At 94 pages of text, the book is a brief overview of the military events surrounding Romney, West(ern) Virginia, a small town located in the valley of the S. branch of Potomac River around 40 miles west-northwest of Winchester. Romney was strategically important as its location near the B&O railroad and Chesapeake & Ohio canal made the town a prime jumping off point for raids upon those important Northern supply and transportation entities. It was fought over and occupied by both sides numerous times.

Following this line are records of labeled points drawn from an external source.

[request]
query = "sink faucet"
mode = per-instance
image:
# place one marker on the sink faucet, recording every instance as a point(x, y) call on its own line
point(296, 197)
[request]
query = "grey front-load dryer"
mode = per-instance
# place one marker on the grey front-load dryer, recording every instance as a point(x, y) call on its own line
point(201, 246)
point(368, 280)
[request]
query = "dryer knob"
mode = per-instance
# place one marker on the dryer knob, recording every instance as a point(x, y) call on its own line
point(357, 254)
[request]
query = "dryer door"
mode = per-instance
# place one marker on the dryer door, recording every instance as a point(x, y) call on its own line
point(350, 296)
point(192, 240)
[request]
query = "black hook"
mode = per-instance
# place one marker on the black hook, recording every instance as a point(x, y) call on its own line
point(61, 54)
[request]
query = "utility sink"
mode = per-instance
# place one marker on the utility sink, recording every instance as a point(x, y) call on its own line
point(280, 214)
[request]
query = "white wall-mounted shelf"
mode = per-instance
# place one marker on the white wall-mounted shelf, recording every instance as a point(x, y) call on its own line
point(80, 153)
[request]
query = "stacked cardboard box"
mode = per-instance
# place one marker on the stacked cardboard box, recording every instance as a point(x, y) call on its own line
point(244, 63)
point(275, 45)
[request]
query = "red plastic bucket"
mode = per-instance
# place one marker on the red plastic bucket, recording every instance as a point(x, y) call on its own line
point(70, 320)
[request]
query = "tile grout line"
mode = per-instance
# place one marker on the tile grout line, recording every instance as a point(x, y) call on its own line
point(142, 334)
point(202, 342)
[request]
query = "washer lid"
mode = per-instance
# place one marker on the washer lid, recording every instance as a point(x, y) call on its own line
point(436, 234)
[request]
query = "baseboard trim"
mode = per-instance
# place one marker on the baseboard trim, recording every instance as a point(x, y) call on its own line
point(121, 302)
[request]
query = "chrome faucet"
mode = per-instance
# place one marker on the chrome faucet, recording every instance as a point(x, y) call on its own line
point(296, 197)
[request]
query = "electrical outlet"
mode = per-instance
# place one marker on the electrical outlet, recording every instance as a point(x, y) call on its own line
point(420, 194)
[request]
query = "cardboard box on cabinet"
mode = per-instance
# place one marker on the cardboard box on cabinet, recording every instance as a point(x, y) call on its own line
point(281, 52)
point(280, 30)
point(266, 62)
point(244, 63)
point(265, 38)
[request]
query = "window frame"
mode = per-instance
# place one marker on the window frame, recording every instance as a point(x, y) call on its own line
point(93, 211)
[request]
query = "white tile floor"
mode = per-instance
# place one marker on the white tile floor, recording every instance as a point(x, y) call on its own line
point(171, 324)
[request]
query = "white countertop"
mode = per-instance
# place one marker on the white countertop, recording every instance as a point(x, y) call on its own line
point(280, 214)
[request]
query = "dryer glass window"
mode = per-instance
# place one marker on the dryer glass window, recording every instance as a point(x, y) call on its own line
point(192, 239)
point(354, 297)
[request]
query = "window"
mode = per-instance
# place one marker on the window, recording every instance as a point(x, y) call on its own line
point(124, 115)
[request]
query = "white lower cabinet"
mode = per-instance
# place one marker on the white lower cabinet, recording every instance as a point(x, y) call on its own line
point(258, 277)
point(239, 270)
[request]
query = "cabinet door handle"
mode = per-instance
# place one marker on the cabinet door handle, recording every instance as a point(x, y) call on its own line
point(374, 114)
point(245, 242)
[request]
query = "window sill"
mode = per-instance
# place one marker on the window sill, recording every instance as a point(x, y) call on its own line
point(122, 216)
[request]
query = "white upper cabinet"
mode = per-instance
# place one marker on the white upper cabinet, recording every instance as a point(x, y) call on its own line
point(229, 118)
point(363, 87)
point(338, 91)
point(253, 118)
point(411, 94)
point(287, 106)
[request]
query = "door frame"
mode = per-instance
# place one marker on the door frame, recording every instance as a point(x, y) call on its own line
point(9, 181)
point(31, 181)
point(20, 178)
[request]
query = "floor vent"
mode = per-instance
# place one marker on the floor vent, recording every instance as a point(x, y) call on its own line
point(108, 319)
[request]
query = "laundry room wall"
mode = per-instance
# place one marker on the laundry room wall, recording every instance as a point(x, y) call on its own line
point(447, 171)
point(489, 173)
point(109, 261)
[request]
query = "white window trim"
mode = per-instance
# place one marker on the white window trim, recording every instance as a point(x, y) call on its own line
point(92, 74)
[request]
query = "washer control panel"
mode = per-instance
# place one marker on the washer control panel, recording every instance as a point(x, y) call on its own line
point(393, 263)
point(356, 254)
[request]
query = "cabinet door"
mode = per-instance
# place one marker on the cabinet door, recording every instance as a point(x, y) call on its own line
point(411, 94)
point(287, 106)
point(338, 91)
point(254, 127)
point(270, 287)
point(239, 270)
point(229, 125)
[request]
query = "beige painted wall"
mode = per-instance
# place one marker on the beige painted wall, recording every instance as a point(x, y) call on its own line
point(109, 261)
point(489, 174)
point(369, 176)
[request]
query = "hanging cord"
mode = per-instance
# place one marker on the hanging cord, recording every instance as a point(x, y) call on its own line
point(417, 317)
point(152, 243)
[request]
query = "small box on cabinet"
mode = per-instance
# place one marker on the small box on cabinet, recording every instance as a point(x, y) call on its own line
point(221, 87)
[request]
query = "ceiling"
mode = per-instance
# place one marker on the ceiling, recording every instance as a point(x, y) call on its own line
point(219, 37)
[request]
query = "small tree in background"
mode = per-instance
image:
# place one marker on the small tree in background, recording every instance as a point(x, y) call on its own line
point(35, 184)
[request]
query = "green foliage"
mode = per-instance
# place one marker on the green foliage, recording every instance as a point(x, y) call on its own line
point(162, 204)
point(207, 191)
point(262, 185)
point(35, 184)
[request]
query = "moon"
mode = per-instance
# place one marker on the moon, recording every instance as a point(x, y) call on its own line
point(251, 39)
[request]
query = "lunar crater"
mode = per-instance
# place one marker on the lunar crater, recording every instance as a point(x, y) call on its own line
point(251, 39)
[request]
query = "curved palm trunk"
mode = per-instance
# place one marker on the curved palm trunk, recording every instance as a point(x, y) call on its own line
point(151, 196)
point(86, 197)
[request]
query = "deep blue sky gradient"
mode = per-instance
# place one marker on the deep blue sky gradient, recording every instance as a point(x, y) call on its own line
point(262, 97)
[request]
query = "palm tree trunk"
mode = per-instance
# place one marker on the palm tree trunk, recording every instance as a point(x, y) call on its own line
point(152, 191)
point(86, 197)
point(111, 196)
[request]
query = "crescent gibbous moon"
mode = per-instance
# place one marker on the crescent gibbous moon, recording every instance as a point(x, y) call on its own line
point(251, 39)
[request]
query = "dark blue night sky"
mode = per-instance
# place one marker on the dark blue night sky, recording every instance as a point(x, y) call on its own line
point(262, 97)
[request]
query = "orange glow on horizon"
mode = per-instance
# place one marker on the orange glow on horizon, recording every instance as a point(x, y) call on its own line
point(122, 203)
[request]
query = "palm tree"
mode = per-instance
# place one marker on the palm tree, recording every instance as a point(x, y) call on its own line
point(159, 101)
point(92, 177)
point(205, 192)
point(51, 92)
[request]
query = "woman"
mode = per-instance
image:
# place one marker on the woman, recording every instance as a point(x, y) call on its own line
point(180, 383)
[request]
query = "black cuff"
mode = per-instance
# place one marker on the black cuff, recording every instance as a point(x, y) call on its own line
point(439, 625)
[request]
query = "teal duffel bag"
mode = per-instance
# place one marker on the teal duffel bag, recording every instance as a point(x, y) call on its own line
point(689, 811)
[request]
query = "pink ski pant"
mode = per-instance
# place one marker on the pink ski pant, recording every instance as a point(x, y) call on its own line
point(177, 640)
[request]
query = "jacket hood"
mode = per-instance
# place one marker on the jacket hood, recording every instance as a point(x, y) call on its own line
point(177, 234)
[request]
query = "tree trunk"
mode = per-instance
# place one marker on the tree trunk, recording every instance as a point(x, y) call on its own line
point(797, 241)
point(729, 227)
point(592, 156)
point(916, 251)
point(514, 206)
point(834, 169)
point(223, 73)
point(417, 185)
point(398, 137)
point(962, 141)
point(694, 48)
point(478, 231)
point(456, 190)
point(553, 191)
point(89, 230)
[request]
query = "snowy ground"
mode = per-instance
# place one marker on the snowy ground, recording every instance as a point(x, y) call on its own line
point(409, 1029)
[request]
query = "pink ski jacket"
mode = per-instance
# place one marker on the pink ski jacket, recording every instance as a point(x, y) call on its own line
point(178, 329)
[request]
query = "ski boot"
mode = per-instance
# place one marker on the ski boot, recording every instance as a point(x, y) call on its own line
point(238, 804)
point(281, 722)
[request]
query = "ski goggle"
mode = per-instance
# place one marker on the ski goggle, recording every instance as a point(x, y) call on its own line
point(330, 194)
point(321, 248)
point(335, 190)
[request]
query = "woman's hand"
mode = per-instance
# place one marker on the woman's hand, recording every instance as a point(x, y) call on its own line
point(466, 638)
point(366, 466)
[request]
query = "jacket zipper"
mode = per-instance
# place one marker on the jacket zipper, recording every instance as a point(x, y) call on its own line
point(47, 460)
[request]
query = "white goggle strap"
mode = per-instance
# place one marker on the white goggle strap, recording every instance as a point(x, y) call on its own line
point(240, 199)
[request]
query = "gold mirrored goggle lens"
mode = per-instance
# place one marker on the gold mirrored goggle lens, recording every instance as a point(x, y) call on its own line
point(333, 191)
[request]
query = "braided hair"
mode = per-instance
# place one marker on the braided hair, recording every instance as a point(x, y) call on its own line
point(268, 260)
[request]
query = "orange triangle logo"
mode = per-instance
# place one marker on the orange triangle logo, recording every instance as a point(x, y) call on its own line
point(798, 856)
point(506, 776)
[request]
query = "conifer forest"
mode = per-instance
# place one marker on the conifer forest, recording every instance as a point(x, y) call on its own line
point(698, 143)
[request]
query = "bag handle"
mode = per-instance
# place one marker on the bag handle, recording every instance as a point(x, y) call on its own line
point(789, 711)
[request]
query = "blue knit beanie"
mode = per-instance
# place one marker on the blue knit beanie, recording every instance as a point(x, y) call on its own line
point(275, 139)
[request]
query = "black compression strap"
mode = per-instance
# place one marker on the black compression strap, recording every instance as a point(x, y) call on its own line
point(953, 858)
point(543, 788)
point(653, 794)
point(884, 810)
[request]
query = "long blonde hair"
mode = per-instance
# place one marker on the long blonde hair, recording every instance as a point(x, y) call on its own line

Guerrilla warfare was also common to the region, and Sauers covers it all, but probably not with the depth desired by the more demanding students of the military aspects of the Civil War. The numerous articles by the Haselbergers (Fritz and Mark) published in the West Virginia History journal cover the various battles, skirmishes, and raids in much more detail and often include some very nice maps [curiously, none of these articles were consulted by Sauers, who did rely heavily in places on other secondary sources like Thomas Rankin's Stonewall Jackson's Romney Campaign, which I haven't read but was reviewed by Brett on his blog]. The maps in Devastating Hand of War allow you to locate various geographic points (and there is a nice sketch of the Romney environs), but many locations described in the text cannot be found on the maps provided and none trace troops movements, so it helps to have other sources handy so it all doesn't become a numbing blur.
A concluding chapter includes a brief assessment of the war's damage to the civilian population, but the study's overwhelming focus is military and it can certainly be recommended on those grounds. It should also be mentioned that all royalties from the sale of the book go to a worthy cause--the Fort Mill Ridge Foundation to preserve the fortifications there and maintain the museum.